また、展示のもう一つの目玉は、AIサービスの実演デモだ。その一つであるWAKONX Retailのサービス「KDDI Retail Data Consulting (外部サイトへ遷移します) 」のデモ機では、例えば「女性社会人向けのカフェを出展するのに適した場所は?」と自然言語で入力すると、AIが最適な候補エリアを即座に分析する。結果は地図上でハイライト表示されており、視覚的にも直感的にも理解できるUXを実際に体験できた。位置情報や属性データをもとに、ユーザーの問いに対してリアルタイムに分析結果を返すインタラクティブなAIツールは、「出店戦略やマーケティング支援にもなる」と来場者の関心を大きく引いた。
なお、本サービスは2025年6月30日から、GPSデータをもとに店舗の集客範囲を可視化し、より正確な消費者行動情報を反映した商圏データを提供する「実勢商圏」機能を提供開始している。
KDDIは、AIインフラの「基盤提供」だけでなく、「実装」までを見据えたサービス展開を一体で行っていることを、展示という場を通じて体現。講演では語りきれない技術の実像や、ユーザー体験としてのAI活用のイメージを伝える機会として、展示は強いインパクトを残した。
KDDIは、通信とAIの融合によって、日本企業のビジネス変革と社会課題の解決を支える“次世代のインフラ”を描いている。
講演では、グローバルで進化を続けるTelehouseブランドの歴史と強みを背景に、日本国内でのAI対応データセンターの整備が着実に進んでいることを紹介した。
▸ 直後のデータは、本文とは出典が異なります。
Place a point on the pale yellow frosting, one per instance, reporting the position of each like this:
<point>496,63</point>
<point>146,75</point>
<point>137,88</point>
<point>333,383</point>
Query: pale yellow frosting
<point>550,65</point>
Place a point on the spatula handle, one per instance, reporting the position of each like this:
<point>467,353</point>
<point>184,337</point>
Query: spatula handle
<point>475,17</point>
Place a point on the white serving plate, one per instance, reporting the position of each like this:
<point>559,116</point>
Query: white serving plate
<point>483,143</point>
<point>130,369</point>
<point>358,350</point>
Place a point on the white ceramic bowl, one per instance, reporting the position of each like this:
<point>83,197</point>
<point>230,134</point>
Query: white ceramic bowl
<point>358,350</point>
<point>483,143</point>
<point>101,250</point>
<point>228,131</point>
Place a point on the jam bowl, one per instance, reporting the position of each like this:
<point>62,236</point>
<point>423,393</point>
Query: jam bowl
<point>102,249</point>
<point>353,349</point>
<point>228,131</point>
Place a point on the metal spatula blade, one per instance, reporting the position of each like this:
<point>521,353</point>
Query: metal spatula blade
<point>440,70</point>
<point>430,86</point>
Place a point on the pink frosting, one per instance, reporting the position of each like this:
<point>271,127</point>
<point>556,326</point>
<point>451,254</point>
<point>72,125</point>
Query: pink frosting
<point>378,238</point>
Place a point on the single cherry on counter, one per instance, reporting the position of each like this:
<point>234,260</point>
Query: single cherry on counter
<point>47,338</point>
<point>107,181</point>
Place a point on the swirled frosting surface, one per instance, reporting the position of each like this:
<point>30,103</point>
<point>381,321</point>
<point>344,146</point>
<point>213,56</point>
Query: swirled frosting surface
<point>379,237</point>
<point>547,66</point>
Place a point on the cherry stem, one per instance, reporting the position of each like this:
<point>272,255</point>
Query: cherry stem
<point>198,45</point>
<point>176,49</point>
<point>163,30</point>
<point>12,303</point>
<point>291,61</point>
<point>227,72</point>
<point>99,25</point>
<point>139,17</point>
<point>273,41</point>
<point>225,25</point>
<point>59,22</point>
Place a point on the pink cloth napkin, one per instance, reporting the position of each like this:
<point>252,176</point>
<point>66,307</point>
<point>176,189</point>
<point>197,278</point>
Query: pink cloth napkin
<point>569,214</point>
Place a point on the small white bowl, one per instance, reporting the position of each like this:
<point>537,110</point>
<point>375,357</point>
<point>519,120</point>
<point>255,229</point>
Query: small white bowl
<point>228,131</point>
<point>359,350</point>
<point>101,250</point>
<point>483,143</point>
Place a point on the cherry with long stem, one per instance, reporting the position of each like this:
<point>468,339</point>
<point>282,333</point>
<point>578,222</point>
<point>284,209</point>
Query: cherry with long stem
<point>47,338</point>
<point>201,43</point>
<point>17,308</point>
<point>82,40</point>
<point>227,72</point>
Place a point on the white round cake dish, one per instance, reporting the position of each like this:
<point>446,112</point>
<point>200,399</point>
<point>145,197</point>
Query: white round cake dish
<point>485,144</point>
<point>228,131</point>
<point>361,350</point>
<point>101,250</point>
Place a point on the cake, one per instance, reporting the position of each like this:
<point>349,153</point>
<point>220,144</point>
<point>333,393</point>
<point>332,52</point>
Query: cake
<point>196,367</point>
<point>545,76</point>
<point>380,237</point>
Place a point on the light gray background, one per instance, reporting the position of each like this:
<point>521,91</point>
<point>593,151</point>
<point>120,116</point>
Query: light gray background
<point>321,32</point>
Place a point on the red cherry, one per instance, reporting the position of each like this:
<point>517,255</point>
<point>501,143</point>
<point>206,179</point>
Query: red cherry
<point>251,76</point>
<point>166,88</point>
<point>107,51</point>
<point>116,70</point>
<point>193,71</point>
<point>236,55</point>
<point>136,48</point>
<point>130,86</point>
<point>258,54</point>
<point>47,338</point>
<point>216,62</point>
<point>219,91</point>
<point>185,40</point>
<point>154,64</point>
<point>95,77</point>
さらに、KDDIはAI時代のビジネスプラットフォーム「WAKONX」を通じた、通信・GPU・ネットワーク・セキュリティなどを組み込んだトータルサポートが強みだ。ELYZAやAIロボット協会との実装事例からも見えるように、単なる技術提供ではなく、社会に根ざしたAI実装を進めている。
展示ブースでは、NVIDIAとの連携による「NVIDIA GB200 Grace Blackwell Superchip」やAIサービスの実演により、来場者にとっても「KDDIがどこまでAIを現実にしているか」を体感いただける機会となった。
通信を軸にAIをつなげることで事業成長と社会課題の解決を支援していく――KDDIの挑戦は、今後も続いていく。